The drone attacks earlier this week on Saudi Arabia’s Aramco, the world’s biggest oil company , has not only sparked fears of a new conflict in the Middle East, it has also rocked oil markets across the world .
While the exact extent of the damage to the facility remains unknwon, Saudi authorities are scrambling to keep oil production at normal levels to offset push-back of the attacks.
Riyadh and its close ally, the Unite States, has blamed Iran for the attacks. The Islamic Republic, however, denied any role.
Given the fact that Saudi Arabia is one of the largest oil producers in the world, decline in oil supplies would have repercussions on the entire world.
People in Pakistan who have recently seen a surge in oil prices are also concerned about the impacts of the attack on Aramco.
According to BBC Urdu, officials in Pakistan are catious about discussing the issue, but do not rule out the possibility that the situation might affect Pakistan.
A senior official in the petroleum ministry in Islamabad has told BBC Urdu that Pakistan imports most of the oil it needs from the Gulf states, and any disruption in that supply could have dire consequences.
One of the first effects of trouble would be an increase in oil prices in the country. Since the country imports at least 80 per cent of its oil from Saudi Arabia and United Arab Emirates, disruption would hit that supply.
Additionally, if Iran cut off oil supplies from the Strait of Hormuz, it would affect Pakistan more than any other country. Iran is also among the largest oil producers in the world.
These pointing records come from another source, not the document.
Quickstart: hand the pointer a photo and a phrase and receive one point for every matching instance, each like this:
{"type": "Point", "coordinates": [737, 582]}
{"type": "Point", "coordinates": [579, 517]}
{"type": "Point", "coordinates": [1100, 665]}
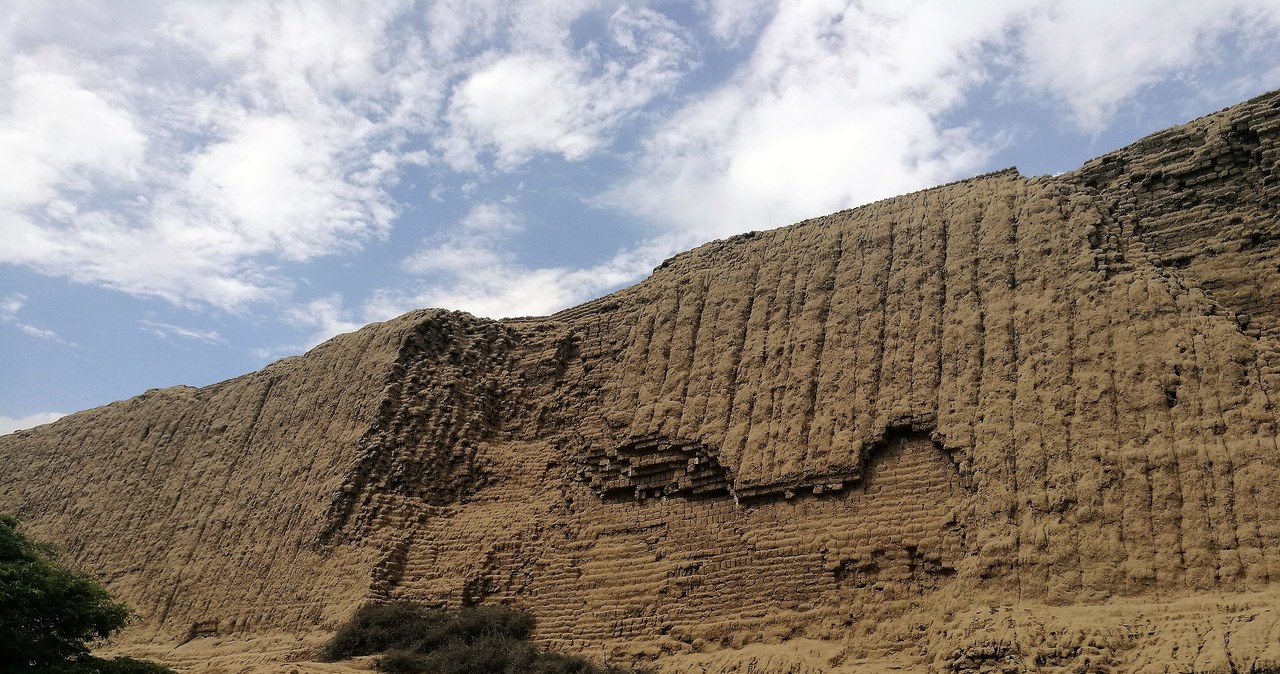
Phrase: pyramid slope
{"type": "Point", "coordinates": [1008, 421]}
The proximity of Saudi Arabia and UAE to Pakistan means that the cost of importing oil from the Gulf is significantly lower for Islamabad than importing from Europe or African countries. However, that could soon change.
In case of a conflict in the Arab world, Pakistan could be forced to look for alternatives to meet energy needs. If that happens, oil prices would be increased dramatically.
A spokesperson for the petroleum ministry is more optimistic about the impact of the Saudi attacks on oil prices in Pakistan. He told BBC Urdu that Saudi Arabia would soon take charge of the situation.
The Oil and Gas Regulatory Authority of Pakistan determines the prices of oil based on a fomrula presented by the government which has not been shared with the public.
“We cannot tell the media anything about oil prices,” an OGRA member said recently. “We increase or decrease prices according to the formula that the government announces.”